The most frequent contrast failure is secondary or "muted" text — captions, labels, placeholder text — being set too light. Designers often want these to recede visually, pushing them toward light grays that fail accessibility thresholds. The solution is to distinguish hierarchy through size, weight, and spacing rather than by sacrificing contrast.

Placeholder text in form inputs is another common failure area:

/* Accessible placeholder (passes AA) */
::placeholder {
  color: #767676;  /* 4.54:1 on white */
}

Dark mode contrast requires separate consideration. Colors that pass on light backgrounds often fail on dark ones. Test both modes independently.

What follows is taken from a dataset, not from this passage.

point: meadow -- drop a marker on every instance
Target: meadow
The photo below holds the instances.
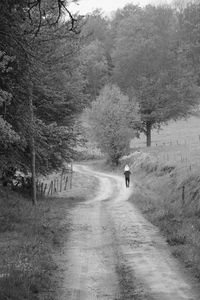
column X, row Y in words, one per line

Tools for checking contrast: the WebAIM Contrast Checker, Chrome DevTools color picker (shows contrast ratio inline), Figma's built-in accessibility checker, and browser extensions like Axe or WAVE. The color-contrast() CSS function — available in modern browsers — can even calculate accessible colors programmatically, though browser support is still limited.

Contrast ratio is one of the most objectively measurable accessibility criteria. Unlike many accessibility considerations that require interpretation, contrast either passes or fails against a mathematical threshold — which makes it one of the easiest to audit and correct.